The Cognitive Services Speech SDK has no sound on iPhone's Safari, but can play successfully on Mac's Safari. How should this be handled?

Accepted answer

navba-MSFT 19,655 Microsoft Employee

@jessebo Welcome to Microsoft Q&A Forum, Thank you for posting your query here!

Plan 1:

Can you test with speakSsmlAsync instaed of speakTextAsync and check if that helps? I am sharing the sample code below:

const synthesizeSpeech = () => {
    if (synthesizer) {
        synthesizer.synthesizing = (s, e) => {
            console.log(e.result.privReason)
        };
        let ssml = `<speak version='1.0' xmlns='http://www.w3.org/2001/10/synthesis' xml:lang='en-US'><voice name='zh-CN-XiaochenNeural'>${text}</voice></speak>`;
        synthesizer.speakSsmlAsync(
            ssml,
            result => {
                console.log(result)
                if (result.reason === SpeechSDK.ResultReason.SynthesizingAudioCompleted)           
                {
                    console.log('Synthesis completed.');
                 
                } else {
                    console.error('Speech synthesis canceled, ' + result.errorDetails);
                }
                synthesizer.close();
            },
            error => {
                console.error('Error synthesizing speech: ', error);
                synthesizer.close();
            }
        );
    }
};

More info here.

Plan 2:

You can try using this code sample, and check if that gives the audio output on iOS Safari browser.

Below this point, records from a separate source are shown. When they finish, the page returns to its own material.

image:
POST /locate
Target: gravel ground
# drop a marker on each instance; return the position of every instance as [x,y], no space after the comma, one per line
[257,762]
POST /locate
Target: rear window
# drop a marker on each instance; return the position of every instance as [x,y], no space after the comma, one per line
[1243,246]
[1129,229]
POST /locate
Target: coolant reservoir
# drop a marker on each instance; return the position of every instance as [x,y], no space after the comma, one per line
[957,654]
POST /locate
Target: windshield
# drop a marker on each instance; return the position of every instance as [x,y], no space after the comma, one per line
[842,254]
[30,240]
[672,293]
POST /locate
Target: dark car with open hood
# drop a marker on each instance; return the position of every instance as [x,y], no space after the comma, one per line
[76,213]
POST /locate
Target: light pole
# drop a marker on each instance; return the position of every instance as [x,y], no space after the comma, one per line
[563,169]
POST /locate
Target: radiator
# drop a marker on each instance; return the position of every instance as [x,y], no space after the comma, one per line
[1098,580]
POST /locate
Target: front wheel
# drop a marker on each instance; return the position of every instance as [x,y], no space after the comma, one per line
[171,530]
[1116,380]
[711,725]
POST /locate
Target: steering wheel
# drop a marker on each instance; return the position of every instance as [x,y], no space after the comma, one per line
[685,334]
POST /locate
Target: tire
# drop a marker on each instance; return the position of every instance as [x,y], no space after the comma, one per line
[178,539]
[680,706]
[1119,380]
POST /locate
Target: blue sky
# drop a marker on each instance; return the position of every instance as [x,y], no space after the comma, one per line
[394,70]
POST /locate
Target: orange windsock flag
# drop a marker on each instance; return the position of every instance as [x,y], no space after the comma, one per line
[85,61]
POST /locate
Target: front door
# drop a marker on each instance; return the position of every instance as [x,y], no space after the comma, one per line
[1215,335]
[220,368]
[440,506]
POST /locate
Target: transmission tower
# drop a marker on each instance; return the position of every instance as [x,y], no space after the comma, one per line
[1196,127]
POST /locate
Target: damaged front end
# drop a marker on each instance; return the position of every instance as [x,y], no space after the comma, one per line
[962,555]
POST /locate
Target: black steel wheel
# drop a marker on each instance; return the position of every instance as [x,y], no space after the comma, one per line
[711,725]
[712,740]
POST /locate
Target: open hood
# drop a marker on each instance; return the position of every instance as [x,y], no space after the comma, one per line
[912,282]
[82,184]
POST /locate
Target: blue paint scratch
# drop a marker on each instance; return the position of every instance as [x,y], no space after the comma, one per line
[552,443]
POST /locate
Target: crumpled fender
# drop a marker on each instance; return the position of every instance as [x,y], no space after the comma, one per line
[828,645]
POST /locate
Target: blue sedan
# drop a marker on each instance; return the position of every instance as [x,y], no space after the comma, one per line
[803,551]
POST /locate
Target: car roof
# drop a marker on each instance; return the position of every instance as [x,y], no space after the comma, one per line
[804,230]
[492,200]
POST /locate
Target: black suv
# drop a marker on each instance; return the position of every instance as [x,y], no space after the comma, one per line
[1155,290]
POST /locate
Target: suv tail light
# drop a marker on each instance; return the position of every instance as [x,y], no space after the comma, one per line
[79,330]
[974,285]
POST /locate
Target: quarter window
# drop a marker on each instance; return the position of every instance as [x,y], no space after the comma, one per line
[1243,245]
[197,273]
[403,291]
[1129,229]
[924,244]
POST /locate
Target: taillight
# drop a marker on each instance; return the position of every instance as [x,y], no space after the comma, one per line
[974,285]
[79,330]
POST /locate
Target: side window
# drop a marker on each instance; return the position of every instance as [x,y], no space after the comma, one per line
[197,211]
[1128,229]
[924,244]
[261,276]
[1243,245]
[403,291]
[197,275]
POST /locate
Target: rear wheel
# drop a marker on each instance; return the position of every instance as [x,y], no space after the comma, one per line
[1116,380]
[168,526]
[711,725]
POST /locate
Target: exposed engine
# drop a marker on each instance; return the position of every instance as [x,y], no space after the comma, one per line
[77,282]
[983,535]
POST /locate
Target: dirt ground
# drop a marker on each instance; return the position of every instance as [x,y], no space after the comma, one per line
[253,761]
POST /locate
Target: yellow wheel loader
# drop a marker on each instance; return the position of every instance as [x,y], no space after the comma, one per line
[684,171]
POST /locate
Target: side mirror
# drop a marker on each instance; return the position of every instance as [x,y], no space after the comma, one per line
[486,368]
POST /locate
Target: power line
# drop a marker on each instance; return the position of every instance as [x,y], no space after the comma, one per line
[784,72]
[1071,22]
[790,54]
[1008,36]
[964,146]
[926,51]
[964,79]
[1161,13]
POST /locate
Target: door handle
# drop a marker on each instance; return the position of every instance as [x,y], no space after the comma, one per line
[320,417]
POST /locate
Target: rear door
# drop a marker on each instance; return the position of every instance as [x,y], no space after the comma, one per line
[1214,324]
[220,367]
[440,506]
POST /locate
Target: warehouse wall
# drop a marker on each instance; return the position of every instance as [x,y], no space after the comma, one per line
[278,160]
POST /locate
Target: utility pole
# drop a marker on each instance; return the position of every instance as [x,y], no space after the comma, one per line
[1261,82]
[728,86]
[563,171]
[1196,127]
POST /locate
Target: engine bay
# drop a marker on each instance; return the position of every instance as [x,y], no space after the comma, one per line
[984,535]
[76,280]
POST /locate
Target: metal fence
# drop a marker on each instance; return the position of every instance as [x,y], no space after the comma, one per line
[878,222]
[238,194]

Hope this helps. If you have any follow-up questions, please let me know. I would be happy to help.

jessebo 20 Reputation points

2024-06-22T23:58:35.0466667+00:00

Thank you very much for your response. Plan1 is available, and you have helped me a lot. I appreciate it. I'm sorry for replying only today; I forgot about this account before, which is really embarrassing.
jessebo 20 Reputation points

2024-06-22T23:58:47.97+00:00

repeat comment
jessebo 20 Reputation points

2024-06-23T02:51:41.76+00:00
I found that the speakTextAsync function in code sample 2 works correctly on my iPhone. However, when I copied the same code to my React project, there was no voice output. It seems like the callback

let player = new window.SpeechSDK.SpeakerAudioDestination(); player.onAudioStart(...)

is never being called. Can you shed some light on this issue?

navba-MSFT 19,655 Microsoft Employee

@jessebo Thanks for getting back. I am glad that the above step 2 helped.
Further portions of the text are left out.